Performance Validation Testing 

This class is utilized to perform thorough testing on GAIuS Agents. Performance Validation Testing (PVT) has three test types:

Classification
Emotive Value
Emotive Polarity

MongoData 

class ia.gaius.pvt.mongo_interface.MongoData(mongo_dataset_details: dict, data_files_collection_name: str, mongo_db: MongoClient, dataset_collection_name: str = 'datasets')

Bases: object

Analogous object to the Data class, but utilizes a MongoDB cursor instead of a directory to reference data records

Start with a MongoDB document containing the name of all dataset files (located separately)

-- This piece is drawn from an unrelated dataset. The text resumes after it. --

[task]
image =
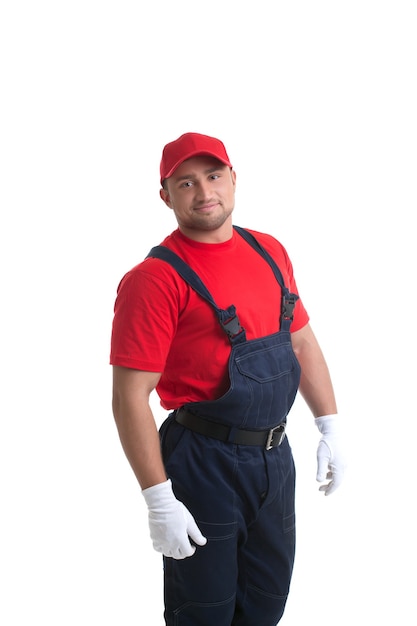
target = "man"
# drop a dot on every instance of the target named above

Only retrieve actual data files when calling retrieveDataRecord. Overloaded iterator functions to allow treating of object as a list.

Example

>>> mongo = pymongo.MongoClient('mongodb://mongodb:27017/')
>>> mongo_db = mongo.db['main_database']
>>> dataset_details = {"user_id": "ABCD1",
                    "dataset_id": "iris_0_0_13"}
>>> md = MongoData(mongo_dataset_details=dataset_details,
                mongo_db=mongo_db,
                data_files_collection_name='dataset_files')
>>> md.prep(percent_of_dataset_chosen=50,
            percent_reserved_for_training=50,
            shuffle=True)
>>> md.setIterMode('testing')
>>> for record in md:
...

__init__(mongo_dataset_details: dict, data_files_collection_name: str, mongo_db: MongoClient, dataset_collection_name: str = 'datasets')

Initialized dataset object from MongoDB

Parameters:

mongo_dataset_details (dict) – contains info about the user_id and dataset_id of the dataset. Used to query MongoDB
data_files_collection_name (str) – Collection in MongoDB where individual data records are stored
dataset_collection_name (str) – Collection in MongoDB where master dataset info record is stored
mongo_db (pymongo.MongoClient) – MongoDB client object to use for dataset lookups

Raises:

Exception – user_id field missing from mongo_dataset_details
Exception – dataset_id field missing from mongo_dataset_details
Exception – multiple datasets found pertaining to same user_id and dataset_id field

convertBinaryStringtoSequence(record)

Convert Binary string of multiple GDFs (delimited by newline) into a sequence of JSON objects

Parameters:: record (str, required) – binary string of GDFs to convert
Returns:: list of GDFs in json format
Return type:: list

classmethod delete_dataset(mongo_db, dataset_details: dict)

Upload a dataset to MongoDB from a local filepath

Parameters:

mongo_db (pymongo.MongoClient) – MongoDB database object
dataset_details (dict) – Dictionary containing details about dataset (e.g. name, user_id, dataset_id, collection names)

Returns:

String depicting action that was taken

Return type:

str

Example

from ia.gaius.pvt.mongo_interface import MongoData
...
dataset_details = {"user_id": "user-1234",
                   "dataset_name": "MNIST",
                    "dataset_id": "abba12",
                    "data_files_collection_name": "dataset_files",
                    "dataset_collection_name": "datasets"}
MongoData.delete_dataset(mongo_db=mongo_db,
                         dataset_details=dataset_details)

getSequence(record)

Wrapper function to retrieve a record from MongoDB and convert it into a sequence

Parameters:: record (ObjectId) – The MongoDB ObjectId of the data record to retrieve
Returns:: GDF sequence retrieved from MongoDB
Return type:: list

prep(percent_of_dataset_chosen: float, percent_reserved_for_training: float, shuffle: bool = False)

Prepare the dataset

Parameters:

percent_of_dataset_chosen (float) – The percent of the dataset to utilize
percent_reserved_for_training (float) – The training/testing split for the dataset (e.g. set to 80 for 80/20 training/testing split)
shuffle (bool, optional) – Whether to shuffle the data. Defaults to False.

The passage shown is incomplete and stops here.